Although Russian soldiers are not believed to have made meaningful advances towards the city centre for more than a week, the bombardment has turned up the pressure. “Their plan is to wear us down through intimidation and exhaustion,” says Serhii Kuzan, head of the Ukrainian Security and Co-operation Centre, a think-tank.

To the north-west and north-east of the capital Ukrainian forces are fighting tooth and nail to hold back the Russian invasion, and whole small suburban towns are being laid to waste. Critically, they have largely succeeded in keeping Russian artillery out of range of the city centre. As a result, for many in Kyiv, the war has been more of a distant rumble than a reality—until now.

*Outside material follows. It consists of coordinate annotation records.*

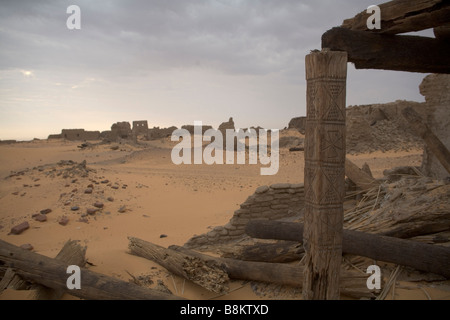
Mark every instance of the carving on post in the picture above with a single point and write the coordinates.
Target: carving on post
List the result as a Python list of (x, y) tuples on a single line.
[(326, 74)]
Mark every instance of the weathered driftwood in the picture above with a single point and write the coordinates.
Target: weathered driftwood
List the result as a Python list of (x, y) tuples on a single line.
[(326, 76), (403, 16), (401, 53), (432, 142), (52, 273), (359, 177), (351, 284), (280, 252), (205, 272), (72, 253), (421, 256)]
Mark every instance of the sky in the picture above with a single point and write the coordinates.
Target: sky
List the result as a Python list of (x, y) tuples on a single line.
[(171, 62)]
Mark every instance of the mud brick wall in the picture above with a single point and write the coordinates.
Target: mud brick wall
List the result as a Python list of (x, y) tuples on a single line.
[(281, 200)]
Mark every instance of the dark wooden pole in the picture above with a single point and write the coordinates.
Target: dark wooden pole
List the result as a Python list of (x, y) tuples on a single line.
[(326, 75)]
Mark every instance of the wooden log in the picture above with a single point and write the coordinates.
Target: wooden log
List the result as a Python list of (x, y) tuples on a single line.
[(206, 273), (280, 252), (359, 177), (352, 284), (72, 253), (432, 142), (53, 274), (326, 75), (421, 256), (401, 16), (402, 53)]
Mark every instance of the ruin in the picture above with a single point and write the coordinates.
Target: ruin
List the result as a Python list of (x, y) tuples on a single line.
[(140, 127), (160, 133), (298, 123), (76, 135), (436, 90)]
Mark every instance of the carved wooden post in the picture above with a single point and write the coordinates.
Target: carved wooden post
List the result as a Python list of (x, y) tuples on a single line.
[(326, 74)]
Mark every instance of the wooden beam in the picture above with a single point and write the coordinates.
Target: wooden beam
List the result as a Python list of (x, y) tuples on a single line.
[(352, 284), (326, 75), (401, 53), (206, 273), (432, 142), (421, 256), (52, 273), (403, 16)]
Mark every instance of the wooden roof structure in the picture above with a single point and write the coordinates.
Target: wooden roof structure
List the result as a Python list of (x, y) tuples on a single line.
[(386, 49)]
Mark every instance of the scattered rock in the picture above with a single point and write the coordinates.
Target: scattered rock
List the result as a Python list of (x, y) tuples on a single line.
[(91, 211), (27, 246), (40, 217), (262, 189), (45, 211), (20, 228), (98, 205), (63, 221)]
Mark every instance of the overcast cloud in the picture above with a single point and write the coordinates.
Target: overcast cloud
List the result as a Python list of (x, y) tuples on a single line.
[(169, 62)]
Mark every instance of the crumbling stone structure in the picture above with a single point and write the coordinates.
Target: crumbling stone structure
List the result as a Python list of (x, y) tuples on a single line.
[(76, 135), (159, 133), (191, 128), (281, 200), (140, 127), (436, 90), (121, 130)]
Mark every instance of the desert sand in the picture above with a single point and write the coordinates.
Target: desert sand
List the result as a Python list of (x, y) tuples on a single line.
[(158, 201)]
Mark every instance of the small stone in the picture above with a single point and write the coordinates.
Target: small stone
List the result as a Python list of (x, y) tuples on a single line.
[(27, 246), (91, 211), (85, 220), (20, 228), (63, 221), (40, 218), (281, 186), (262, 189), (98, 204)]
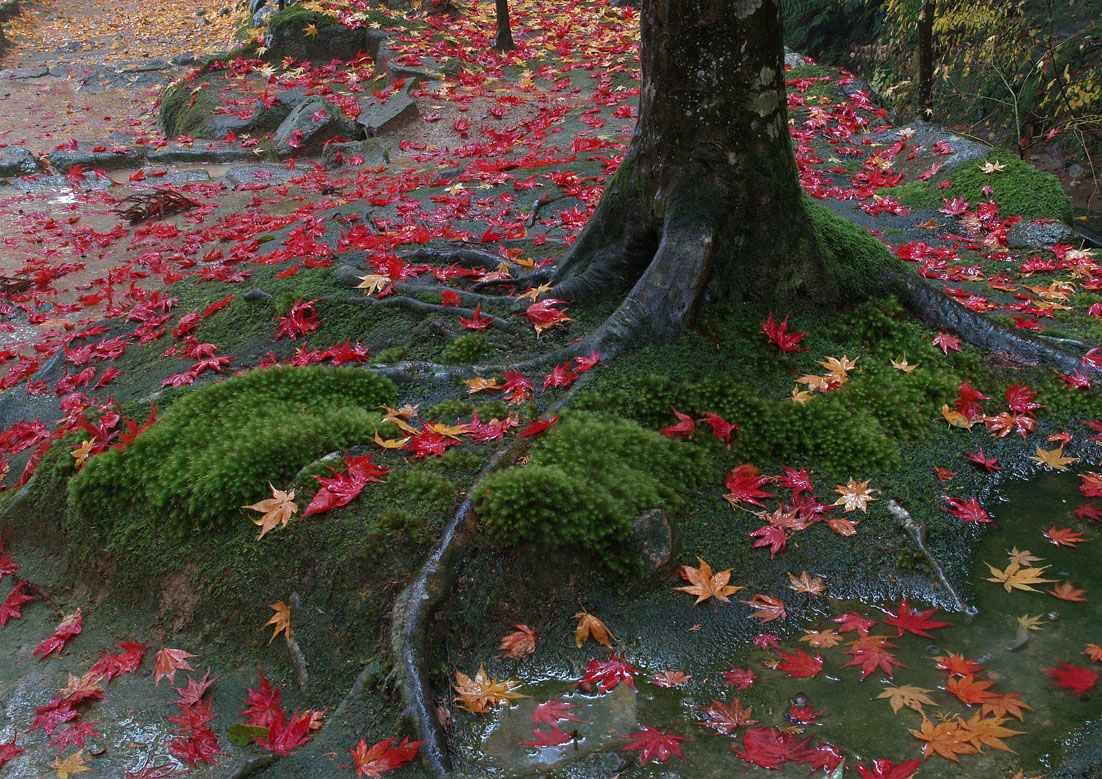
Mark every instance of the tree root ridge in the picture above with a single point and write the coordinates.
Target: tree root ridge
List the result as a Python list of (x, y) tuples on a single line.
[(938, 310), (417, 306), (416, 605)]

Some 25 minutes’ drive north-west of the centre, the Russian advance has been halted at the town of Irpin. In the north-east a convoy of advancing tanks was stopped at Skybyn on March 10th. Since then thousands of residents have fled the Russians, some pell-mell and others in organised convoys.

On the morning of March 14th a missile hit another block of flats, in the northern district of Obolon, killing two. A few hours later yet another missile smashed into a nearby street, destroying parked cars and a trolley-bus and killing a pedestrian. Within an hour of that strike electrical engineers were at work reconnecting severed and dangling cables.

No one knows for sure if these missiles are aimed at military targets and have missed, or are designed to sow panic by hitting civilian areas at random. If panic is the aim, it is not working.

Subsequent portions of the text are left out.